Vientián
La capital de Laos me resultó muy
acogedora. Una ciudad tranquila hasta decir basta, que deja pasar las horas languideciéndose
entre los frondosos árboles que la pueblan y que se socializa a la luz de las
largas puestas de sol.
Vientián se puede recorrer muy bien a
pie o en tuk-tuk, sin prisa. Es llana como una mesa de billar. Las calles
adyacentes a la ribera del Mekong son las más comerciales. Cantidad de hoteles,
restaurantes de todo el mundo, bares, monasterios, templos budistas y una
caterva de palacios y mansiones de estilo colonial que albergan las embajadas y
los ministerios. Paseando por allí, nos percatamos que en uno de esos palacetes
con amplios jardines y altas tapias había policía en la puerta y como mucha
animación. Nos acercamos y, toma ya: la embajada francesa y catorce de julio. A punto estuvimos de meternos en el sarao pero
no íbamos con la ropa adecuada y los de la puerta nos miraban mal (con envidia,
pobrecicos).
Cerca del hotel, a unos treinta
metros, en la acera de enfrente hay un templo con sus casas de residencia para monjes,
su campanario de tres pisos en los que prima el tambor grande y su tapia
rodeando el recinto. Cae el sol a plomo y hay certamen de coros de chicharras.

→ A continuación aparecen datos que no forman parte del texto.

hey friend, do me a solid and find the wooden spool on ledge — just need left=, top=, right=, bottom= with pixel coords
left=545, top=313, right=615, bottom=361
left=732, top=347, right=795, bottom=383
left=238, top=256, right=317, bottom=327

La tapia, como en la mayoría de los templos, está repleta de estupas con
escrituras de los nombres de las personas que tienen sus cenizas dentro y en
algunos casos se acompañan de una foto, como en las lápidas de nuestros
cementerios. Algunas están muy arregladas y repintadas y otras languidecen
comidas por el moho. Las hay que tienen abierta la puerta y se ven urnas en forma de jarrón donde descansan las
cenizas. Un monje está como petrificado, sentado en el suelo, a la sombra de un
árbol. La pena se arrastra por las losas del patio buscando donde caerse
muerta.
En la calle, a la sombra, los
conductores de tuk-tuk echan la siesta en las hamacas que cuelgan dentro de sus
carromatos. Como los perros guardianes, cuando nos acercamos se despiertan y
nos invitan a montar. A una señora mayor que camina arrastrando los pies, no le
dicen nada. No se escuchan motores. Al doblar una esquina nos encontramos a un
electricista o telefonista, no sé, que trata de arreglar un puzle infinito de
cables que se ven en un armario que cuelga de un poste de madera. Los árboles
gigantes de la ribera de Mekong sirven de refugio a grupos enteros de muchachos con sus
pequeños escúteres, a vendedores de refrescos y a más de un obrero que descansa
recostado en los huecos de sus raíces.
Al atardecer todo cambia, las calles
se llenan de vehículos; el largo paseo que hay a la orilla del Mekong se
convierte en un polideportivo, en espacio de juego libre, en un tontódromo
amoroso, en gran mercadillo, en tú, en ella, en un todos a su aire, pero sin
algarabía, como si no sucediese nada. Las
terrazas de los bares se ocupan por gente de todo el mundo. Los templos se
cierran a los visitantes, los monjes se retiran a sus habitaciones. Las calles,
siempre a media luz, se desprenden del maquillaje para volver a dormitar bajo
un calor estático. Mientras, las putas salen a lucir sus frágiles y andrógenos
cuerpos en las esquinas de la plaza donde nosotros nos hospedamos. Ropa
ajustada y mínima, plataformas que les hacen caminar tambaleándose. Todas lucen
móvil.
El muchacho que se encarga de vigilar
el hotel dormita en una hamaca de playa que ha colocado en la entrada. Nos
saluda y lamenta el espectáculo que dan las putas de la plaza. Nos señala un
cartel en el que se advierte de que no se admiten chicas de compañía. No
quieren que el hotel se convierta en un puticlub.